How to prepare Corpus? - Githubissues

lukalabs / cakechat

CakeChat: Emotional Generative Dialog System

Apache License 2.0

1.7k stars 935 forks source link

How to prepare Corpus? #18

Closed aploleb closed 6 years ago

aploleb commented 6 years ago

I have a corpus file, but I don't know how to easily make it have "Each line of the corpus file should be a JSON object containing a list of dialog messages sorted in chronological order."

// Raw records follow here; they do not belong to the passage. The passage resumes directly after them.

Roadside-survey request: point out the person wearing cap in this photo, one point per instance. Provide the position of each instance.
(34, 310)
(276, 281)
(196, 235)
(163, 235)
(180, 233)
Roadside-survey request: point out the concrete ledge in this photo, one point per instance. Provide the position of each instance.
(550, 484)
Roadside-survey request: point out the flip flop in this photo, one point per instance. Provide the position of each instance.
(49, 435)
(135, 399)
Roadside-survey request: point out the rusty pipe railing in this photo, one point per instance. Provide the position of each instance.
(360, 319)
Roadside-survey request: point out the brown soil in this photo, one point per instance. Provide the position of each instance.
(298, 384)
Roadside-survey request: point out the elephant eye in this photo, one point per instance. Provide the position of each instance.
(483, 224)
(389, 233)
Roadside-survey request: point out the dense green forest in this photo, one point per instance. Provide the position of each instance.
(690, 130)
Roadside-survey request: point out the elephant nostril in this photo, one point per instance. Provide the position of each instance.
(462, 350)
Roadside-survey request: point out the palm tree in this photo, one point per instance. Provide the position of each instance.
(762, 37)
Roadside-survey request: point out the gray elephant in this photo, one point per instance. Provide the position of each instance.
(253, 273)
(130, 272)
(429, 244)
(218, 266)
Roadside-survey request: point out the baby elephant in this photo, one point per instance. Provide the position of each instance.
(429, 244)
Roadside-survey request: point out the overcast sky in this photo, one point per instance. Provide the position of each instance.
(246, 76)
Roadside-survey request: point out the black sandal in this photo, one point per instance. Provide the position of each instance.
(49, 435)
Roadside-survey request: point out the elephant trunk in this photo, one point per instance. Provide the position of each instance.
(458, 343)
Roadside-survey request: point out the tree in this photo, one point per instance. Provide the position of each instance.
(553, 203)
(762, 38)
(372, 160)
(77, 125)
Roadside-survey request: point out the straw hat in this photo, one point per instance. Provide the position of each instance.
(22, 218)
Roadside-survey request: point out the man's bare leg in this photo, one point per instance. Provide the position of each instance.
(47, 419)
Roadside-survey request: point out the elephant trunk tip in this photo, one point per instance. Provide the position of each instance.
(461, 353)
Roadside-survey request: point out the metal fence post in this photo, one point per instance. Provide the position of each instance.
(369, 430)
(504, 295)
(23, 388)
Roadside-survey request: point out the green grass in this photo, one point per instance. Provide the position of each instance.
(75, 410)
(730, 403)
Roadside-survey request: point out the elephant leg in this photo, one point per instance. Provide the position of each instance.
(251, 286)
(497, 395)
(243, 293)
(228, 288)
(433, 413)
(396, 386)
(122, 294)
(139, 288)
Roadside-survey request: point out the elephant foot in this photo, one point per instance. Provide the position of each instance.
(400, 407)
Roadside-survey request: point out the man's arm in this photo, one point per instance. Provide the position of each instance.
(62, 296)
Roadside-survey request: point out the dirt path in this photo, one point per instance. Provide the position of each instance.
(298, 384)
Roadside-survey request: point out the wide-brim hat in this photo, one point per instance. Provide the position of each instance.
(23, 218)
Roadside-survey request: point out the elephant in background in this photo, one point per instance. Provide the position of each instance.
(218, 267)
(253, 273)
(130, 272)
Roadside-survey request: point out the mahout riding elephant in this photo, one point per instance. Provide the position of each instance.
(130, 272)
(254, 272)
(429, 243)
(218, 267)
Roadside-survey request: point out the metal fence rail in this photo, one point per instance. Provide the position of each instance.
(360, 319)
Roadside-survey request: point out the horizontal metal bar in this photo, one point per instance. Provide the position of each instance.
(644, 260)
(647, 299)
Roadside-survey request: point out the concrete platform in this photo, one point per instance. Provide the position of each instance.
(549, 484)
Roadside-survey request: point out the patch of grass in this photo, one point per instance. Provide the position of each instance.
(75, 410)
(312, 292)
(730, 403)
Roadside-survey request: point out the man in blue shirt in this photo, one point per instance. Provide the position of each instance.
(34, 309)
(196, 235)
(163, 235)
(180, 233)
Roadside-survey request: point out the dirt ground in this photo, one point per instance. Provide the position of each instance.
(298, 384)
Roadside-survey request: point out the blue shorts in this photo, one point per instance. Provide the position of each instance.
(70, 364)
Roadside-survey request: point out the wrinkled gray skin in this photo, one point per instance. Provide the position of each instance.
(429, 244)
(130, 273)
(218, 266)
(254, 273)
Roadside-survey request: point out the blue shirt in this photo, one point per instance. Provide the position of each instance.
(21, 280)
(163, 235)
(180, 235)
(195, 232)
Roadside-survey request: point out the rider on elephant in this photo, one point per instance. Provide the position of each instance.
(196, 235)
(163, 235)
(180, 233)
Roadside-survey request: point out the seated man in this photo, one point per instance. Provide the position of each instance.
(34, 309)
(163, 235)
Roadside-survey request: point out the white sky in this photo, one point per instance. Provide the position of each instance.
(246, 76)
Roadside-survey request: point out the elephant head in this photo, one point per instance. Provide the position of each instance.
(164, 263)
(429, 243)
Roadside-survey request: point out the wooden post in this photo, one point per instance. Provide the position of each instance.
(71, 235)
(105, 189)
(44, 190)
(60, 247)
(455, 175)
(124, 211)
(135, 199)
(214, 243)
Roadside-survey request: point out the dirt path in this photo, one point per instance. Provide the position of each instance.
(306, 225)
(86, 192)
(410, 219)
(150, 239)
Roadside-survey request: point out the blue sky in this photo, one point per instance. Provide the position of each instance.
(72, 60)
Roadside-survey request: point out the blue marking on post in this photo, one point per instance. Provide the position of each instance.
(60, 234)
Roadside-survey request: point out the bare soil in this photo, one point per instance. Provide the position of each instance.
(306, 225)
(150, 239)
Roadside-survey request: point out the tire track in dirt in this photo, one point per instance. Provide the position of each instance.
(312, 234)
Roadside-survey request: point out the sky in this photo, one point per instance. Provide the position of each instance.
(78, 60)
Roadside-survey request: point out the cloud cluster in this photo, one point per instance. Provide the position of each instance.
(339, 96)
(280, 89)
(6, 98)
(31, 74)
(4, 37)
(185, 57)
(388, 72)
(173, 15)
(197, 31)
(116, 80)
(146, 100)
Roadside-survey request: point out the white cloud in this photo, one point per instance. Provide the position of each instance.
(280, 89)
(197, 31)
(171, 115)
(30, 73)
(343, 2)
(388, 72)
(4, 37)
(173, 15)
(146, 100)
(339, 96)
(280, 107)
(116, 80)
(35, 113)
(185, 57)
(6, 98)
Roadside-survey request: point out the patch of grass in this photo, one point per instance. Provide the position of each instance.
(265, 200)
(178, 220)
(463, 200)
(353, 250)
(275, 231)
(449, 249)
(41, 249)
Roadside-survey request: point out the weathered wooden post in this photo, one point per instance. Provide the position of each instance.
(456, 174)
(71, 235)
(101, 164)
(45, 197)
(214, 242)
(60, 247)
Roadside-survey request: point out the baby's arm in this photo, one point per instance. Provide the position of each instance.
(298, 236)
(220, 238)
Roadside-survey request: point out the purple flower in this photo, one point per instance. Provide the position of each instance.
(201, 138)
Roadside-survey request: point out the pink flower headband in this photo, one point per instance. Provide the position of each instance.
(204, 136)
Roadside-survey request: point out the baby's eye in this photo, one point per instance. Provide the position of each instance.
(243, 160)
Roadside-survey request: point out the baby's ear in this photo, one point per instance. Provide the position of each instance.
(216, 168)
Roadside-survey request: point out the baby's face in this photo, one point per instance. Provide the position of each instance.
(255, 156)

Is there a tool where I can take a downloaded corpus and translate it to cakechat format

stickyburn commented 6 years ago

What the JSON format and sorting them in chronological order means is that the corpus should be JSON objects and the messages should be provided in a conversational way. The set should go somewhat like : [{"text" : "A", "condition": "A1"}, {"text": "B", "condition" : "A2"}, {"text": "A", "condition": "A3"}] , where A and B are different messages but in chronological order. As for the tools, you need to find something which will take sentences of messages and form them in A B A B format, and then it also needs to extract common conditions from each sentence which is passed as the 'condition' argument.

aploleb commented 6 years ago

I really don't understand what kind of tool I can even use to do that.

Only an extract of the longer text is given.